Две недели спустя, 23 июня, рукопись обсуждали в Академии наук — в секторе стилистики Института русского языка (Приложение 3).
Теперь могли считать себя удовлетворенными не только автор, но и дипломат. Что же касается дискуссии в Союзе писателей, то дело было не только в именах ораторов и не только в общем выводе, но и в том, как каждый из них оценил рукопись. Конечно, Кондрашеву и Лесючевскому она была враждебна независимо от того, что в ней написано, интересна она для читателя или нет. Но отвергнуть ее стало трудно: все-таки броня солидная!
— Ну как? — спросил автор-оптимист автора-скептика, который придирчиво читал все эти обширные материалы. — Ну как? Достаточная ли теперь у нас защита? Можно ли рискнуть?
Автор-скептик молчал, погруженный в раздумья. Он казался неуверенным.
— Ты все молчишь? — настаивал нетерпеливый оптимист. — Посмотри: нет в Советском Союзе бóльших научных авторитетов в нашей области, нежели Жирмунский, Лидия Гинзбург, Бухштаб; нет более тонких и проницательных критиков, чем Хмельницкая, Костелянец и Македонов, Цурикова и Урбан; да и с лингвистической стороны мы застрахованы — кто лучше разбирается в теории поэтической речи, чем ученые из Института русского языка Академии наук? По-моему рукопись окажется вне удара. Издательству трудно даже найти специалиста для рецензирования: все уже высказались. А ты боишься?

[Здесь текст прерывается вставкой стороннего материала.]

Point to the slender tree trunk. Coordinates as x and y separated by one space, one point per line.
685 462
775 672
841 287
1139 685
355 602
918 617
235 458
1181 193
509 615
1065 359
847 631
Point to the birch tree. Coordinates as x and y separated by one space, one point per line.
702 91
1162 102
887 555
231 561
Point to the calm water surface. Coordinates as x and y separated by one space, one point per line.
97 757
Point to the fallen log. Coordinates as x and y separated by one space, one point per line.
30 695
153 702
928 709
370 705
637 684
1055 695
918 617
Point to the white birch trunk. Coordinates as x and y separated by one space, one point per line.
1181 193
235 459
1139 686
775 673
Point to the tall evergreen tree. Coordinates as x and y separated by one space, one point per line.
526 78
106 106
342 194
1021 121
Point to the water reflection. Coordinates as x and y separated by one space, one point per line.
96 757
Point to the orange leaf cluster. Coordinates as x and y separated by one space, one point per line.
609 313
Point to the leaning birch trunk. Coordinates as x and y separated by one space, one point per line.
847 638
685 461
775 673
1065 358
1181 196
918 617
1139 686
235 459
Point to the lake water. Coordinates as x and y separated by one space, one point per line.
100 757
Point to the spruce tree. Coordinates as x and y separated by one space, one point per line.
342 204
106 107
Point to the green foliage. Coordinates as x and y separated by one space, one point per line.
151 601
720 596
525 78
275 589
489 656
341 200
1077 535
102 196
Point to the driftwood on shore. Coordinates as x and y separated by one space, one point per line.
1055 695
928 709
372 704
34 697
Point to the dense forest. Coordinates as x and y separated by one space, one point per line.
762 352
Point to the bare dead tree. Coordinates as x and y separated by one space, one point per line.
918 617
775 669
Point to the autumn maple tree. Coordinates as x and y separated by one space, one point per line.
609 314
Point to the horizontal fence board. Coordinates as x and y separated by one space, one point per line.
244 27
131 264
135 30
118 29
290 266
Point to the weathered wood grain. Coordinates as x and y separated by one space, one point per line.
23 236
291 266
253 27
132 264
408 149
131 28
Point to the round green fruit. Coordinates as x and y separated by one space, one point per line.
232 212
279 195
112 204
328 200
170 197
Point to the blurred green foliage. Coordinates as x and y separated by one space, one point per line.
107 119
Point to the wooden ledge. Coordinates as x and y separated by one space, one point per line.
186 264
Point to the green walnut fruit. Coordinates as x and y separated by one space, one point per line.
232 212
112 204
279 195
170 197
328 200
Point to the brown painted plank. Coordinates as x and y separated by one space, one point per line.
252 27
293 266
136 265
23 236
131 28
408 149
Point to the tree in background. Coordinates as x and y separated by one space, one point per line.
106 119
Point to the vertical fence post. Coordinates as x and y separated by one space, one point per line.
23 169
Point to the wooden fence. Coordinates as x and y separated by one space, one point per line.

— Боюсь, — отвечал автор-скептик. — Ты, братец, идеалист, ты и не догадываешься, что могут — нет, не сказать, а решить и сделать. Ты серьезно думаешь, что кого-нибудь и в самом деле интересует мнение авторитетов? Они авторитеты для тебя, а не для твоих противников. Заметил ли ты, что все или почти все твои ораторы — из формалистов? И Лидия Гинзбург, и Бухштаб, и Хмельницкая, и даже Жирмунский. Понимаешь ли ты, чтó можно сказать про обсуждение? «Рукопись Эткинда возвращает нас к худшим временам эстетско-формалистической критики, когда о классовом анализе не задумывались, когда в художественной форме видели материал, из которого при помощи всяких «приемов» делается «художественная вещь», когда филолога заявляли о своем безразличии к цвету «флага над крепостью»... Эткинд унаследовал от формалистов их воинствующую аполитичность, которая оборачивается буржуазностью, их непонимание партийности и народности литературы...» И пошла-поехала! Если они всего этого не скажут тебе в глаза, а скажут друг другу — тебе будет легче? А ты говоришь — авторитеты! Все они старые формалисты, эти твои авторитеты, и кто надо об этом помнит.
— А Костелянец, а Шор? Виктор Левин и Юрий Левин? Они другого круга, другой школы.
—Это верно, другой школы. Но они, как почти все остальные, евреи. Трудно ли сказать, что это одна теплая компания, что евреи поддерживают друг друга?
— А Македонов? Уж он-то и не формалист, и не еврей.
—Македонов — лагерник. Ты думаешь, они простили ему, что он восемнадцать лет трубил в лагерях? Что он близкий друг Твардовского? Что с ним Твардовский встретился на станции Тайшет и что это о нем — целая глава в поэме «За далью — даль»? Помнишь — «Зубов казенных блеск унылый»?
— Ты слишком осторожен. Все ж таки сейчас 1970 год, а не 1950-й.
— Ты, кажется, уже забыл «дело о фразе». Ведь оно тоже было не в 1950-м году, а почти вчера.
— Но ты хотел защиты, хотел надежной брони. На такую мы еще недавно и надеяться не могли, да и лучшего у нас ничего не будет. Я считаю, пора делать первый ход.
— Что ж, делай свой ход, — мрачно заключил автор-скептик. — Только помни: я ни за что не ручаюсь.